その打球に対して二塁手が守備機会を有していたかどうかは考慮の対象とはなりません。
【理由と規則上の解釈】 基本的にフェア地域上にある「投手を含むいずれの内野手にも触れていない打球」に走者が触れた場合には守備妨害です。
その例外として 「1人の内野手に触れないでその股間または側方を通過した打球にそのすぐ後方で触れても、このボールに対して他のいずれの野手も守備する機会がなかったと審判員が判断した場合」 《野球規則5・09(f)の(2)》 には守備妨害とはせずボールインプレイで流すのですが、「例外」に当たるかどうかの判断をするに当たっては 打球の軌道が「一塁手のすぐそばを通過したといえるものであったか」どうか で判断しなければならず、また現実に一塁手のそばを通過しなかったのであれば打球の速度も全く考慮しません。

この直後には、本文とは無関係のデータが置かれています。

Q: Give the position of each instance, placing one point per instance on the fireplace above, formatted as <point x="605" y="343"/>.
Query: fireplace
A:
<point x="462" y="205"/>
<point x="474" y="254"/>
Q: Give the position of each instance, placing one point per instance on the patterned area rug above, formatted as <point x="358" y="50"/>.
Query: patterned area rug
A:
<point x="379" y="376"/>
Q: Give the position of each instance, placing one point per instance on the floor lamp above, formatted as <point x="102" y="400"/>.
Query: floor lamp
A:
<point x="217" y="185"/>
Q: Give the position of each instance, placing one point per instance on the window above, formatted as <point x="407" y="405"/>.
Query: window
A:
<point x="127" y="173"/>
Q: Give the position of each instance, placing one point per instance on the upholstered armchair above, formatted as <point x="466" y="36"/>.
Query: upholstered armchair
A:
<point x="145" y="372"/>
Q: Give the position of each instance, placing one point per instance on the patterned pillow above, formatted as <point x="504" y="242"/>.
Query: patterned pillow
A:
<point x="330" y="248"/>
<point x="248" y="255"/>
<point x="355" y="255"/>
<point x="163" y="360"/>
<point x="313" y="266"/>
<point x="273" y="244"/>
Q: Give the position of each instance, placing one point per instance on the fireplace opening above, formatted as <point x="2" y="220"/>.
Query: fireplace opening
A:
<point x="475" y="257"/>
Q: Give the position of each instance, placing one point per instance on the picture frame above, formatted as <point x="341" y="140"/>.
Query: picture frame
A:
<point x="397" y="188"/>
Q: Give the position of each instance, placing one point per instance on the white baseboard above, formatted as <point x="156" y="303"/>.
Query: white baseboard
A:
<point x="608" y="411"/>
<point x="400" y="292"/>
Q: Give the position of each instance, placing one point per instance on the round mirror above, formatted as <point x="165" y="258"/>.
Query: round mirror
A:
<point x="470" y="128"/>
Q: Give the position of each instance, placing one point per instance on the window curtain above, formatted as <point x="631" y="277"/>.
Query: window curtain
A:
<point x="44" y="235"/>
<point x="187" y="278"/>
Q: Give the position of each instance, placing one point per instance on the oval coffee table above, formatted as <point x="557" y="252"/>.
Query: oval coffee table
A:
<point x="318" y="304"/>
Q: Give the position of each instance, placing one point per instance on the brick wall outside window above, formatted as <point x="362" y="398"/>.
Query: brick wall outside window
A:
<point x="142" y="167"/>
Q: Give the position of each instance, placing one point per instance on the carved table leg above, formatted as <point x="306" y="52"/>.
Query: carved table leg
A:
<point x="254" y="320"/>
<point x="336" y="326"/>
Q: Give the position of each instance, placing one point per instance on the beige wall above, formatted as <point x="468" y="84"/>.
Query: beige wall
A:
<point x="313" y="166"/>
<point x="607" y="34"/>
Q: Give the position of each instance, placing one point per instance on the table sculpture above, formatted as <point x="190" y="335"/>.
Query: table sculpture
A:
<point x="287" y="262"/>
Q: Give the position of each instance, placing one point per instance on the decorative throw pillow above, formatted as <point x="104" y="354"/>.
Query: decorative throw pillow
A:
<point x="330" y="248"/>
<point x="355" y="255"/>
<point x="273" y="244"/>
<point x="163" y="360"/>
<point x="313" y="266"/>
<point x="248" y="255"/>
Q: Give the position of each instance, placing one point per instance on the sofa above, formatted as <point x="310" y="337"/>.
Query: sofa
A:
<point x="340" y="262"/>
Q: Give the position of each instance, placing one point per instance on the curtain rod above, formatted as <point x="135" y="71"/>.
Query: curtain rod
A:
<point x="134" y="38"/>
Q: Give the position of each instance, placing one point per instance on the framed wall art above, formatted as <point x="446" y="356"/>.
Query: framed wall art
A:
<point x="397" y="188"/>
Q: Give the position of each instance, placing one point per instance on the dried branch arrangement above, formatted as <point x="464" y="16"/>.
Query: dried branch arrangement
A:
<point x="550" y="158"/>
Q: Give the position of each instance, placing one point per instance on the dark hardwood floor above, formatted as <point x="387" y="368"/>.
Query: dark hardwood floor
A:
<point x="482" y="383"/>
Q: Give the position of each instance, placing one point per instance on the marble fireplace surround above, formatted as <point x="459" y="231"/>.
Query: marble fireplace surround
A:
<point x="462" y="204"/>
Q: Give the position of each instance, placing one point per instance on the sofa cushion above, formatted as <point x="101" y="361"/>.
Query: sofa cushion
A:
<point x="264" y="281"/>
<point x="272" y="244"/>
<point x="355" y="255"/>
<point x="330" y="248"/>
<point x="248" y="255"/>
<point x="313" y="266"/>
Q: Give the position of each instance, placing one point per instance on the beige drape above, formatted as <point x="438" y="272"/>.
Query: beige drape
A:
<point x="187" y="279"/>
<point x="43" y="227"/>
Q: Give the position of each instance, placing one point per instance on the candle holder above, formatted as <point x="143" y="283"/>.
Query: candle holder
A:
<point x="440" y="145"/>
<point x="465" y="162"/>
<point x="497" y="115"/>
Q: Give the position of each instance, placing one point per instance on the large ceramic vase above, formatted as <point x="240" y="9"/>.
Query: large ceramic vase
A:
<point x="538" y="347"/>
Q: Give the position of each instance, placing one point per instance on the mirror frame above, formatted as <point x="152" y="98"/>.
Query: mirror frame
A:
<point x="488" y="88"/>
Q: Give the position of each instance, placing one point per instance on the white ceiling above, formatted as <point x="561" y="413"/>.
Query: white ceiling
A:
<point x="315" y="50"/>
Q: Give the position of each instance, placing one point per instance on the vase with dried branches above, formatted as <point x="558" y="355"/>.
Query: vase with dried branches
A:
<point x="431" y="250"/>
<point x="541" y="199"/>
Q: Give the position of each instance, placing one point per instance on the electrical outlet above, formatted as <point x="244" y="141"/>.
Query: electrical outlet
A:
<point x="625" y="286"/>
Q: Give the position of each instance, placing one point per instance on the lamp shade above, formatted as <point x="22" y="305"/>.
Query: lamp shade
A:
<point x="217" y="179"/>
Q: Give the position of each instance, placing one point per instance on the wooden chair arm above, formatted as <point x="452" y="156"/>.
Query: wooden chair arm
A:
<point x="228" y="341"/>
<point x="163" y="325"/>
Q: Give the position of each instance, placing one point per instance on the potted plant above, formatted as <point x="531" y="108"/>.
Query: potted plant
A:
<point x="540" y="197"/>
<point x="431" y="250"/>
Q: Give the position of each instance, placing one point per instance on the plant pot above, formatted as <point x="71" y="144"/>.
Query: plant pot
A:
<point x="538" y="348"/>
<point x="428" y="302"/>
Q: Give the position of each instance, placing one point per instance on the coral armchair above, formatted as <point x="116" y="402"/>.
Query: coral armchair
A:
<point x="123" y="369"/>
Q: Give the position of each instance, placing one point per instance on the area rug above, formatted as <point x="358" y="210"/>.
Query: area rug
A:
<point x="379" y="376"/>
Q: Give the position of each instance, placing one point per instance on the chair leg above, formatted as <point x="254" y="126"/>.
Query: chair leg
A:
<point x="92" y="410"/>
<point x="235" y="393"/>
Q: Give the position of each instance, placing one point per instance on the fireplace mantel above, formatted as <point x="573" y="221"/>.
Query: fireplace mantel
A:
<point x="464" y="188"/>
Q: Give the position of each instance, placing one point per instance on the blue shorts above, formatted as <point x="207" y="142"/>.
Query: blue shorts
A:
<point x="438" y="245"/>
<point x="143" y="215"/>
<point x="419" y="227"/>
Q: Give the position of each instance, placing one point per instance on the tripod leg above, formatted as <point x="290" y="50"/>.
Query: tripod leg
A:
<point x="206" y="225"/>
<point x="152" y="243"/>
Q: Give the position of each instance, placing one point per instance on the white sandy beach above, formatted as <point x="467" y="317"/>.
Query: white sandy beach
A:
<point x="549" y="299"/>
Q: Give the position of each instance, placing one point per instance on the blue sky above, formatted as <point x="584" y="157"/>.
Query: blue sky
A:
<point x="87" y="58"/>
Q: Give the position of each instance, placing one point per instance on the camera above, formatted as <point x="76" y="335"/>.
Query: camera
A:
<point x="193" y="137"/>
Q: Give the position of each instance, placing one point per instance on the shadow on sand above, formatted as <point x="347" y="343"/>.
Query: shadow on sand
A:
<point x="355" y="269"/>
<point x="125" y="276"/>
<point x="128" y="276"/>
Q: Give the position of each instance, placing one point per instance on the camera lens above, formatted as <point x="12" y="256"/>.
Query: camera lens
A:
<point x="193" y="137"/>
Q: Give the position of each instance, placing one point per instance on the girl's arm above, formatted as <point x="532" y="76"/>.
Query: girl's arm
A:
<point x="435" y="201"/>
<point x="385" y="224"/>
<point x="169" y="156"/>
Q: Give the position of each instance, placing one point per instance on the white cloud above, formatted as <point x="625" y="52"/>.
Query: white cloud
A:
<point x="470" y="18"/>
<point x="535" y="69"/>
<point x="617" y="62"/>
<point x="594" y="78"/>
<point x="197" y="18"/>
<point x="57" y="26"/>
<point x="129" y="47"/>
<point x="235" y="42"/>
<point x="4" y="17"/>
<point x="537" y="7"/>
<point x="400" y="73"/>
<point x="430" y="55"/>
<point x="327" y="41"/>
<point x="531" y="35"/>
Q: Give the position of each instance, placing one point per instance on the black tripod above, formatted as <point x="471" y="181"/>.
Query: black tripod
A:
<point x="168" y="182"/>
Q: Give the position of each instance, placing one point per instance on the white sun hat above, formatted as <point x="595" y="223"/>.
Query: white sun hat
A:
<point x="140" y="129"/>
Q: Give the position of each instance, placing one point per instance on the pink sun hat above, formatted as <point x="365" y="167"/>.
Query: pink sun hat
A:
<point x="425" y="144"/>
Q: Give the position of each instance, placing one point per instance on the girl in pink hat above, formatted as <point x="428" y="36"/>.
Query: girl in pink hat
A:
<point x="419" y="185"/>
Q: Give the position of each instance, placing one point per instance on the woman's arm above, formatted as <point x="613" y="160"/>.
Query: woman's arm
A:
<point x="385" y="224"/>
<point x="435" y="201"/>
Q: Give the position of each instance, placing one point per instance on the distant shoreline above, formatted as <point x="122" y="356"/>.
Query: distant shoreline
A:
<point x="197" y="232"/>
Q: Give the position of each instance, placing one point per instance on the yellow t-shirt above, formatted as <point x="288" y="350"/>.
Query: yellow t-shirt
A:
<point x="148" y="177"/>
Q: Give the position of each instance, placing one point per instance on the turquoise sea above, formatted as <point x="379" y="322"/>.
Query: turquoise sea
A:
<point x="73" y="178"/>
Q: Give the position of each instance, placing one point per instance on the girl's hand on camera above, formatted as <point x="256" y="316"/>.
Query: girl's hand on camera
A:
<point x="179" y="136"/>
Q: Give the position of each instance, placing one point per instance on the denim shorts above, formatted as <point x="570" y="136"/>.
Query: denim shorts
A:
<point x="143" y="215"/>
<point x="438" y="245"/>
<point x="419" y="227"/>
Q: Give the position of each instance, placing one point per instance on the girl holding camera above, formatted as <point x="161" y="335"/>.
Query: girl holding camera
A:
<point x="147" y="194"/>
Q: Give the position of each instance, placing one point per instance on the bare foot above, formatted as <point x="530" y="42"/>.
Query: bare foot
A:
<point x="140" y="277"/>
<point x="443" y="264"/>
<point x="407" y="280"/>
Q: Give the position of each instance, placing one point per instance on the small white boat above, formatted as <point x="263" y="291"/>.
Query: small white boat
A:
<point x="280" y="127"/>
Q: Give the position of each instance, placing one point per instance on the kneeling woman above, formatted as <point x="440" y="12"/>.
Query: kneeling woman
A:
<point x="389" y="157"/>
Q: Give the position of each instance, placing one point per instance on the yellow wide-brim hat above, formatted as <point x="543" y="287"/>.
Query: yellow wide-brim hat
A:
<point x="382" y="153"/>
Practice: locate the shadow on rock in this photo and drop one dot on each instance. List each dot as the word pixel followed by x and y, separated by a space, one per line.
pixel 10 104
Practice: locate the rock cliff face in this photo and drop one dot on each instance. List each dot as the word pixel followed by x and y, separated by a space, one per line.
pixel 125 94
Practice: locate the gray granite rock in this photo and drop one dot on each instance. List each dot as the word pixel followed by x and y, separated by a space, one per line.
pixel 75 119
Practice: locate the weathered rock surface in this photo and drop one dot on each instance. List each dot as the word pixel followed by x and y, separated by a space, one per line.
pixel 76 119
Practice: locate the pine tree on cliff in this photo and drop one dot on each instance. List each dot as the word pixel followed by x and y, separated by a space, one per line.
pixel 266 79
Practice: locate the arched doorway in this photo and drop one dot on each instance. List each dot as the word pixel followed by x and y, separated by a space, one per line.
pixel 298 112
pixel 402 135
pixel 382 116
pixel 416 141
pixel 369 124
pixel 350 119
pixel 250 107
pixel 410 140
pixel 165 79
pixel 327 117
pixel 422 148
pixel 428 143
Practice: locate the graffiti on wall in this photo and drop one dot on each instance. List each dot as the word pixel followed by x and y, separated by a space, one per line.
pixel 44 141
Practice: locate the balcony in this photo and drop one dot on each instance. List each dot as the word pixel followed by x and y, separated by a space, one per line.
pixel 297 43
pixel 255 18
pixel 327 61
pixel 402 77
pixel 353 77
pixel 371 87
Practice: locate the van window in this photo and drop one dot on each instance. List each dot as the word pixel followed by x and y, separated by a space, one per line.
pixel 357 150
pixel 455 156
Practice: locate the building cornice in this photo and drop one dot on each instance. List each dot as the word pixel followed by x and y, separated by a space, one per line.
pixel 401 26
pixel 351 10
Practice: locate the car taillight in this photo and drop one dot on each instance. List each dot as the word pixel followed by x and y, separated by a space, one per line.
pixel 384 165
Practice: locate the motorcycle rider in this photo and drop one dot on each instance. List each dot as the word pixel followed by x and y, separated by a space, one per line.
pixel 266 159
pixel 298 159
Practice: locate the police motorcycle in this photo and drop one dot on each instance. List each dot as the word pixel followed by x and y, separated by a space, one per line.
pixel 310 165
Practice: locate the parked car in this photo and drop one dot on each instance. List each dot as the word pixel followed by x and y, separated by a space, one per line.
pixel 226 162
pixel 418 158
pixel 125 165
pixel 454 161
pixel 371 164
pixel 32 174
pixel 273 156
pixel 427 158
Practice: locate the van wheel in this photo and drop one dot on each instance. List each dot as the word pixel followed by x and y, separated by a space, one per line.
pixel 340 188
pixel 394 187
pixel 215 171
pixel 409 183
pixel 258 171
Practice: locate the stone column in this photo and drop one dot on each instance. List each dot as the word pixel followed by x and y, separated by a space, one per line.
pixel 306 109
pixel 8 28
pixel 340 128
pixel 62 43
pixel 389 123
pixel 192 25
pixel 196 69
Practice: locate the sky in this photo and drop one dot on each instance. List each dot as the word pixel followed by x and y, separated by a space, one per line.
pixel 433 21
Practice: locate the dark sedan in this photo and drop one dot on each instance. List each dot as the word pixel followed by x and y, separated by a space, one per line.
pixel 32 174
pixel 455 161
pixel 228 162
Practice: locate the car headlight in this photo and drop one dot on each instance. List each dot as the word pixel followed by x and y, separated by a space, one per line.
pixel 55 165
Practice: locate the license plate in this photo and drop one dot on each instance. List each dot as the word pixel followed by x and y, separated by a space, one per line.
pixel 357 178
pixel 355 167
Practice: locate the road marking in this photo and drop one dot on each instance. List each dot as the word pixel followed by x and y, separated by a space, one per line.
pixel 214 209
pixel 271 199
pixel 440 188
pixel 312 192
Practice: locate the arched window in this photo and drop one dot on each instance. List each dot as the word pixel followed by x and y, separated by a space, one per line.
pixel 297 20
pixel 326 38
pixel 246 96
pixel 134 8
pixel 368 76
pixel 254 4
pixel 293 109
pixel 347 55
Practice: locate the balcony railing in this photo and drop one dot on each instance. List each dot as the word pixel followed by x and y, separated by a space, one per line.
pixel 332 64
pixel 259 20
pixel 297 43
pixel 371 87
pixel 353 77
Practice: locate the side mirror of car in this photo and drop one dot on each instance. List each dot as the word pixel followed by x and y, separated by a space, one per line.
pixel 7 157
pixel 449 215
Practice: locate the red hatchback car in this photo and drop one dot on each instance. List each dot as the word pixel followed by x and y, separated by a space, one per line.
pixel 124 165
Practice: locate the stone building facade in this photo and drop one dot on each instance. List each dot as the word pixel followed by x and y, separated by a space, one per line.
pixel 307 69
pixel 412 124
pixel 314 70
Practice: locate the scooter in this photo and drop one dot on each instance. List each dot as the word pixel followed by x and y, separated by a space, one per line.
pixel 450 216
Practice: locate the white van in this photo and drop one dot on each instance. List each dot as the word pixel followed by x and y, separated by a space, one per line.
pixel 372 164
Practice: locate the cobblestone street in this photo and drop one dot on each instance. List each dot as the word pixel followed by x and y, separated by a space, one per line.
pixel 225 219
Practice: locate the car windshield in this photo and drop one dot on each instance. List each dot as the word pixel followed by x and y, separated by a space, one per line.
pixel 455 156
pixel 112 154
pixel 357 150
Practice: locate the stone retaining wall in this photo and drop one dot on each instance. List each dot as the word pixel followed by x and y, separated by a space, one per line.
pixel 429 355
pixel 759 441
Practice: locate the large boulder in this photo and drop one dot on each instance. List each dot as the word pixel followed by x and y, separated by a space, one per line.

質問のケースにおいては打者の動向からバントに備えて前進したところ強打されたために一塁手には対応することが不可能な軌道で一塁手を越えていったと判断するべきケースの方が大半でしょうから、二塁手に守備をする余地があった打球であったかどうかの判断をする必要なく「野手が触れていない打球に触れた」ということで走者は守備妨害によるアウトになるわけです。
もちろん一塁手の反応がよければキャッチされていたような軌道で一塁手を通過したのであれば「定位置でベースカバーに入った二塁手」がその打球を追ったときに届いたかどうかも考慮して守備妨害とするのかインプレイとするのかの判断を下さなければならないのは言うまでもありません。